Wajahnya sedikit terangkat, mengamati langit yang kelam. Menjalani koas, belajar, bekerja, dan berkencan pada waktu bersamaan benar-benar melelahkan. Meskipun sudah terbiasa, tapi bukan berarti itu tidak suliit. Napasnya berhembus lemah—membawa keluar sedikit rasa lelah yang menumpuk karena sejak membuka mata dini hari tadi, Jaehyun sama sekali belum memejamkan mata lagi. Meskipun Jaehyun tak akan mengatakan keinginannya, tapi dia tak ingin melewatkan waktu untuk bertemu Rose malam ini kendati tubuhnya terasa lelah dan hampir remuk. Pemuda itu bahkan membawa sesuatu yang baru pertama kali dia beli di apotek—dengan ekspresi kaku dan wajah tersipu.

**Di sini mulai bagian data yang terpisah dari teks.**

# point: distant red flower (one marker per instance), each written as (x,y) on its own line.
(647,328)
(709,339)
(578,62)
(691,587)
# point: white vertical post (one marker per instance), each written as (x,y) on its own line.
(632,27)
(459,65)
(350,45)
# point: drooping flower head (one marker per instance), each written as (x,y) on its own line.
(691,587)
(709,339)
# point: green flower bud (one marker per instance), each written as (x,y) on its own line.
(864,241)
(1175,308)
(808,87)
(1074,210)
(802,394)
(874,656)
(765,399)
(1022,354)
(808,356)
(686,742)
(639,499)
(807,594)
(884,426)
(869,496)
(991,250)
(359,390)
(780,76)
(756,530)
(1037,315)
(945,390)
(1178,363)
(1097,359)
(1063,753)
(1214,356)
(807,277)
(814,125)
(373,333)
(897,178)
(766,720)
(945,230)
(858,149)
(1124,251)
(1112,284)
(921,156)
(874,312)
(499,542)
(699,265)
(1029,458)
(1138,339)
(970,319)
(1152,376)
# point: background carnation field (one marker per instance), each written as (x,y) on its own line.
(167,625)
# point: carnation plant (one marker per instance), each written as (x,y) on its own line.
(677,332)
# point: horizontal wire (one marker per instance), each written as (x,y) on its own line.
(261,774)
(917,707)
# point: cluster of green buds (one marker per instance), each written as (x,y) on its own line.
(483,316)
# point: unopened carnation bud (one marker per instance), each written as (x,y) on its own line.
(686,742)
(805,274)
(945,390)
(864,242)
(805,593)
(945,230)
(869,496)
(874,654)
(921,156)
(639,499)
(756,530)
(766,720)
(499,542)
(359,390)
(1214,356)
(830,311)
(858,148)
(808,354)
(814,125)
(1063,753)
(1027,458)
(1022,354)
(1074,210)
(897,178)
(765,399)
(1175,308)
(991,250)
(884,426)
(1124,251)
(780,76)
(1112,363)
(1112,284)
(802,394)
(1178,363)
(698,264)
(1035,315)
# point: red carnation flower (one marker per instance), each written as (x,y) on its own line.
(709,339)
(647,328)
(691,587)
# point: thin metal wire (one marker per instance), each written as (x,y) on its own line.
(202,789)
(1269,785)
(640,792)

Kakinya menendang angin—seolah ada sesuatu yang mengganggunya di sana—sebelum mengangkat wajah saat suara perempuan yang ia rindukan memanggilnya. Jaehyun menahan senyum, tak mau menunjukkan terlalu banyak emosi pada Rose yang memandangnya dengan ekspresi antusias dari balik mobilnya. Untuk beberapa alasan yang agak konyol dan kekanakan, Jaehyun masih enggan menunjukkan warna asli hatinya pada Rose yang selalu secara terang-terangan mengakui perasaannya. Itu membuatnya merasa kalah meskipun Jaehyun tidak sedang berkompetisi dengan siapapun.

“Hi handsome, waiting for someone to hit you up?” teriak Rose membuat beberapa orang mengalihkan pandangan padanya. Jaehyun tertawa—secara tak terduga—pria itu sedikit berlari menghampiri Rose, kemudian mengulurkan tangan untuk mengusap puncak kepalanya. Itu juga gerakan spontan yang tidak ia rencakan. “So the one who hitted first was you. I was impressed! You look handsome despite your tired face, my love. Come here, Jaehyun.”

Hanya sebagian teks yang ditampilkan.